Sfink/Thought Experiment - One Minute Builds
Recently in a thread about the current build infrastructure overload and resulting fallout, someone claimed that builds should take less than a minute. A couple people responded with various reasons why that's not reasonable in actual practice, but it got me thinking: what would it take? I performed a thought experiment, and I'm documenting it here in case it reveals anything useful.
In the unlikely event that someone find this interesting and useful, please, feel free to update however you wish. Or use the discussion page if you prefer.

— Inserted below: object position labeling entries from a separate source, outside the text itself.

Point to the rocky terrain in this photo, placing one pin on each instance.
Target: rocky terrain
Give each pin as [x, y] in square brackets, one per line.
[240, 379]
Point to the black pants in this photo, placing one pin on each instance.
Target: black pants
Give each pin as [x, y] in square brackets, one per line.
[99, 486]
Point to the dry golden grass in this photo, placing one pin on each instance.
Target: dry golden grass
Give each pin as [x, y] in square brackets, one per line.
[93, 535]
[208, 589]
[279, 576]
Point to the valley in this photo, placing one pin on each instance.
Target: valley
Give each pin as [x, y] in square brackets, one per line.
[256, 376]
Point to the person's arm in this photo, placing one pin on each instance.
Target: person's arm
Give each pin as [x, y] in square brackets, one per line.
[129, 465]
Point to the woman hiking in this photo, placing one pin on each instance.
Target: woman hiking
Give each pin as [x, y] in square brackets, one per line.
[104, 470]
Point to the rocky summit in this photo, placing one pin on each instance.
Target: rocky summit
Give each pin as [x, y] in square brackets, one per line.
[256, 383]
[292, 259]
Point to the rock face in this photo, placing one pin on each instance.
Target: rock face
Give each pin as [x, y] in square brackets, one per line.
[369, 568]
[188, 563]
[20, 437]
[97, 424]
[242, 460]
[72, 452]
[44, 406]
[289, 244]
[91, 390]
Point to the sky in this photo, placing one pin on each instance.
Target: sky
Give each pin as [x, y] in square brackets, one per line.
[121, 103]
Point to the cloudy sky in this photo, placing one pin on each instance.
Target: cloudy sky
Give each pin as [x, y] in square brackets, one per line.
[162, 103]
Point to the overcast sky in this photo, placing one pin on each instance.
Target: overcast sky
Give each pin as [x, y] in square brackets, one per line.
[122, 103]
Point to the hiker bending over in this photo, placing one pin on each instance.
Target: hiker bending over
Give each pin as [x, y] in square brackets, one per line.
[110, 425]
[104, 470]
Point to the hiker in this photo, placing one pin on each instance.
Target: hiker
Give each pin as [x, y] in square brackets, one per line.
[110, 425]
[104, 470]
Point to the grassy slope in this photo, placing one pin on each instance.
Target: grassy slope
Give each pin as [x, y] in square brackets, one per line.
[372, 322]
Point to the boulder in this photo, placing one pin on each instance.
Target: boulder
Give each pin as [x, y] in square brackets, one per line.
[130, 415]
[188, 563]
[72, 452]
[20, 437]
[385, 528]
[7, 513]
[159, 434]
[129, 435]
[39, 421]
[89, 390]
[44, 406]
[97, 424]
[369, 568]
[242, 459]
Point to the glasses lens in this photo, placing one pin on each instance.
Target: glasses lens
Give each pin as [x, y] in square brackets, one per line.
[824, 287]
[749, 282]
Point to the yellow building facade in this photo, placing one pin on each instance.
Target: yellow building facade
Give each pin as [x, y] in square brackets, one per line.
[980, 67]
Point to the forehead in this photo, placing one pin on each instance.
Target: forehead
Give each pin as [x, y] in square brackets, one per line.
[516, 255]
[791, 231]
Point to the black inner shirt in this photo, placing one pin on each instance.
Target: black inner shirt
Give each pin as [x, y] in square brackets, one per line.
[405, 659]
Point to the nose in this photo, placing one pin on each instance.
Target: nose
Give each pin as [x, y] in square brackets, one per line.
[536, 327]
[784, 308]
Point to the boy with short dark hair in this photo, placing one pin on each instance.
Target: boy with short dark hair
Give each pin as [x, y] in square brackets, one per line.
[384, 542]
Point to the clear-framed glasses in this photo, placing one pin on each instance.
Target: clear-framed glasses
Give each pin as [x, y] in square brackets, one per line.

Update: I am updating this with the results of email discussion.
- 1 Goal
- 2 Top-Down
- 3 Bottom-Up
- 3.1 Push, Poll, Schedule
- 3.2 Build Slave Pull
- 3.3 Make
- 3.4 Compile
- 3.5 Link
- 3.6 Reporting
- 4 Conclusion
- 5 Tasks
"After a developer pushes to mozilla-central, provide useful feedback within one minute."
- After a developer pushes: I am starting the stopwatch at the moment the developer fires off the push, because what I care about is the length of the feedback loop.
- mozilla-central: I am only talking about mozilla-central. It is the big funnel point that needs to be fast to keep up with our patch rate. IMHO, there are far too many individual sources feeding into it; it would be much better to have a hierarchical system, because different levels have very different needs. The tracemonkey branch is an excellent example of this. Please pay attention to Dave Mandelin when he talks about this. The try server is also a good example; it filters out a lot of stuff that might otherwise go into the choke point.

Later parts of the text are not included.